Unprepared MSPs do not have the necessary staff, planning, or processes in place to change the way they work during a disaster without risk to YOUR company. During an unplanned disaster or major incident, MSP work routines will breakdown, and access to the systems they use to support their clients will change. Changes may include quickly building VPNs for their service desk to work from home or giving system access to employees without using a formal process to review and document the security impact of that change.  When frantic changes happen, client data and systems are put at risk.  Client passwords could be downloadable to personal employee computers.  The remote support software used to help clients may be opened up without advanced security. Any number of issues associated with unplanned changes to secure systems could occur.

Business Continuity:

If your MSP is scrambling to get THEIR OWN systems online during a disaster, how effective can they be ensuring YOUR systems are online?  An MSP should see itself as an essential business, with a first responded mentality.  Last out- First in.  When a business needs to be online during a major business interruption, they should not have to wait on their MSP to figure out how to get online too.  An MSP should have a plan and process for working during major issues that impact their region and client base simultaneously.

Professional Reputation:

If your company is unable to provide services to your customers during a major incident, your business reputation will suffer.  You may lose clients.  During times of crisis, customers will need to rely on their partners and providers.  Not only is it critical for your business to be online and available for your clients, but you should consider being available to take market share from your competitors. Find a way to act quickly to support your industry.

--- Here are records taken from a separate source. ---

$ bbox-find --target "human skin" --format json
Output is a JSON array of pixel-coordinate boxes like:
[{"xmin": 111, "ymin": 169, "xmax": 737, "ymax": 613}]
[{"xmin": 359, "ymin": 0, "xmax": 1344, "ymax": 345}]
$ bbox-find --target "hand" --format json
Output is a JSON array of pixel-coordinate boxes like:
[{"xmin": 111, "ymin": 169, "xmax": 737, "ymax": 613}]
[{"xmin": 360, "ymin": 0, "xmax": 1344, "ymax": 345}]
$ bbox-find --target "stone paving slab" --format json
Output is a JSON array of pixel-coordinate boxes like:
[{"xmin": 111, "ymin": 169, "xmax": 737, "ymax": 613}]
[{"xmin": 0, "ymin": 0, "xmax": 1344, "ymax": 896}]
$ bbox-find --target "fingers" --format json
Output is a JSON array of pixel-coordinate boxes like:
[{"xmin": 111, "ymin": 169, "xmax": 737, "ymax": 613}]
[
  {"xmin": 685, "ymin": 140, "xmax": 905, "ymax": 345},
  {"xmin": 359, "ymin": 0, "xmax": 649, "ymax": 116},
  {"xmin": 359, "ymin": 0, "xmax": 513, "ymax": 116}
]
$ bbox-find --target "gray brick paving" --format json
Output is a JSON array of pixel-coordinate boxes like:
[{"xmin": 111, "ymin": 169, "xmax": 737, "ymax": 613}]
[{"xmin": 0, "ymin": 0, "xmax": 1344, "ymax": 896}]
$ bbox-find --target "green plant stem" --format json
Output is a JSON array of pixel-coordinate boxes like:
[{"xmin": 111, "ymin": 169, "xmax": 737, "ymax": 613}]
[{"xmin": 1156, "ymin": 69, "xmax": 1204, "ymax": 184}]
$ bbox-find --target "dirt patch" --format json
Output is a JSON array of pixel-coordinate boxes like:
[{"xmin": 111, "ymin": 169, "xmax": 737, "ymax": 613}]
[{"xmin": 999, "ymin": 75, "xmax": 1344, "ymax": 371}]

What Do Businesses Need to Know?

There are a few simple things businesses should discuss with their MSP regarding Incident Response and Business Continuity:

  • Ask your MSP to provide you their written Incident Response Plan (IRP).  You should be able to review the plan, ask questions and understand how your company fits into the plan.
  • Ask your MSP how often they test their IRP and how do they test it.  For the plan to be effective, it has to be periodically tested like a fire drill.  The plan should be tested as a “live-fire exercise” often throughout the year.  The plan should be reviewed and all employees should be trained on the plan.
  • How is YOUR data secured with your MSP?  Your business data such as passwords, IT processes, network diagrams, systems configurations, and remote access software are in the hands of your MSP.  You have the right to ask how this data is secured.  Multi-Factor Authentication (MFA) should be implemented on all systems that store data for your company.  Passwords should be stored in a secure password manager with audit trails, user rights assignments and at least 3 levels of authentication.
  • Can your MSP work without an office?  Your business should know that your MSP is capable of working as a distributed workforce, securely.  Your MSP should have encrypted laptops for all employees, cloud based tools for the full support of your business. The use of secure video conferencing software for regular meetings with your account managers and online bill payment options are signs of a mature MSP.

Take the time to ask questions of your MSP and understand that you have options on who you use as a provider.  If you feel like you are not getting the answers that will benefit your business, it may be time to make a change to a more mature MSP.